Desde o final do século passado que o evento tem vindo a ser promovido pelas forças armadas locais. A proliferação de imagens captadas desde então, principalmente através da internet, acabaria por criar um movimento de entusiastas por todo o globo, que, quais romeiros, se deslocam todos os anos a Axalp, carregados não de velas ou artefactos religiosos, mas de poderosas teleobjectivas e câmeras do último modelo.
É vê-los subir a montanha a partir das seis da manhã, a cumprir os 700 metros de desnível entre Axalp e Ebenfluh, para conseguir capturar as primeiras passagens do dia.
Apesar do esperado prémio (levar uns bons Gigabytes de fotos únicas para casa), uma jornada a Ebenfluh não está isenta de riscos e possíveis contratempos. Não se aconselha, por exemplo, realizar a "campanha" sozinho, já que o perigo de queda (quase sempre com material pesado às costas) é elevado, assim como perder-se no caminho com a “ajuda” do sempre ameaçador nevoeiro é também uma possibilidade real. A chuva e o mau tempo tanto podem tornar a caminhada extremamente penosa e difícil, como fazer cancelar o evento, o que não deixa de ser ingrato para quem já realizou a subida, e pior ainda para quem comprou passagens desde longe.
Ainda assim, todos os anos a assistência tem vindo a aumentar, principalmente nos dias em que as condições estão todas reunidas para se poder desfrutar do cenário na plenitude.
Nada nos prepara, contudo, para o espectáculo que é ver o treino de tiro em Axalp. Alvos colocados num anfiteatro natural a cerca de 2300 metros de altitude nos Alpes, com caças a passarem, vindos de todos os lados, a metralharem a escassas centenas de metros da distância. Aos já referidos F/A-18 e F-5 a praticar tiro, juntaram-se este ano JAS39 Gripen suecos, oferecendo um vislumbre do que será o futuro próximo, já que a Suíça optou pelos caças suecos para substituir os F-5, o que deverá suceder dentro dos próximos anos. Demonstrações de salvamento por helicóptero em montanha, exibição do Pilatus PC-21 de fabrico local, da Patrouille Suisse e largada de flares q.b. completam o programa habitual, que tantos tem levado a subir o monte de Axalphorn, isto é, lá está, se a meteorologia o permitir.
Quando acaba a aviação há que descer a montanha, o que pode ser tão ou mais difícil do que a subida. Mesmo que não chova, os terrenos estão normalmente húmidos e o corpo já se ressente do esforço, para além da motivação da descida ser amplamente inferior àquela que nos levou ao cume.

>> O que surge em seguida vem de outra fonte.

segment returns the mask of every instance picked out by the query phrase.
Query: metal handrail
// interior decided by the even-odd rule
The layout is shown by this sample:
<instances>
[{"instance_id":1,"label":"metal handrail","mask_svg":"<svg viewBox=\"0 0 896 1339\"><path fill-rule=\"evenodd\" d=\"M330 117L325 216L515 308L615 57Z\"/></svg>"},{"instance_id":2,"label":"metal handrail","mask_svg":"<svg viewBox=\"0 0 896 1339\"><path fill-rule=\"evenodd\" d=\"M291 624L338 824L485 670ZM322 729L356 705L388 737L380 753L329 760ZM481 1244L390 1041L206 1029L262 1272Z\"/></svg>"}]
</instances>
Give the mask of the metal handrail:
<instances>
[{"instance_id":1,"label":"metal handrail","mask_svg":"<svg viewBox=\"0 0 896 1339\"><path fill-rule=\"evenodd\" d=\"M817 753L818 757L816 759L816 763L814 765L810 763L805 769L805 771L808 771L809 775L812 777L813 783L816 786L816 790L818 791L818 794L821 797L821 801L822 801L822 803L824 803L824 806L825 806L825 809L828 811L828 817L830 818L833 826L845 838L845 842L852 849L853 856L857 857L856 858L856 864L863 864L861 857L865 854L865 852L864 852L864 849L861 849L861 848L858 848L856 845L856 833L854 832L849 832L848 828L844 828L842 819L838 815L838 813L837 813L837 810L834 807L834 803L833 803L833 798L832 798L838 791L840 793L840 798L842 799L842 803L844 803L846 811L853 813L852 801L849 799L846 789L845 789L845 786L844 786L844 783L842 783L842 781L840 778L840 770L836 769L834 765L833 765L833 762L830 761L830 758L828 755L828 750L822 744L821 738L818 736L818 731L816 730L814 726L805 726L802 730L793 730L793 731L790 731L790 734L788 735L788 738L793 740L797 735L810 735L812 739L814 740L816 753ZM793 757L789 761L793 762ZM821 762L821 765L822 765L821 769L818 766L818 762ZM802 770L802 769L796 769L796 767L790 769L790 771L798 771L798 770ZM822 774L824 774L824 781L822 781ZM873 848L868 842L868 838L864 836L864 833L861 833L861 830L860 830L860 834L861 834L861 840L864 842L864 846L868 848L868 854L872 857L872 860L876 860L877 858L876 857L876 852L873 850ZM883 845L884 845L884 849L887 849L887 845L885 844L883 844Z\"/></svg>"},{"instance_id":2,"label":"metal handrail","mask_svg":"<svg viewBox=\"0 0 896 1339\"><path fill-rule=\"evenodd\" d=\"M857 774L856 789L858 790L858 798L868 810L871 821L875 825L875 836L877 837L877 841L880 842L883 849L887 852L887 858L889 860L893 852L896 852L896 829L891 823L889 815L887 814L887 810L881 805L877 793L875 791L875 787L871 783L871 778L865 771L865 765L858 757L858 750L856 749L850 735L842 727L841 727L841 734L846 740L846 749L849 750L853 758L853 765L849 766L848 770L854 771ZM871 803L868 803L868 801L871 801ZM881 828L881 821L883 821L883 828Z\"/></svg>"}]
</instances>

No fim, e já no regresso, tempo ainda para uma sessão de arqueologia aeronáutica, na base aérea desactivada de Interlaken, onde por entre muitos antigos abrigos de caças, agora abandonados ao gado, foi possível descobrir um Hawker Hunter, conservado com armamento e inúmeras curiosidades relacionadas.
Axalp é sem dúvida uma experiência para se viver pelo menos uma vez na vida. A estadia e a alimentação são caras (como quase tudo na Suíça), o acesso é difícil, o tempo pode falhar. Mas quando corre bem, vale decididamente a pena.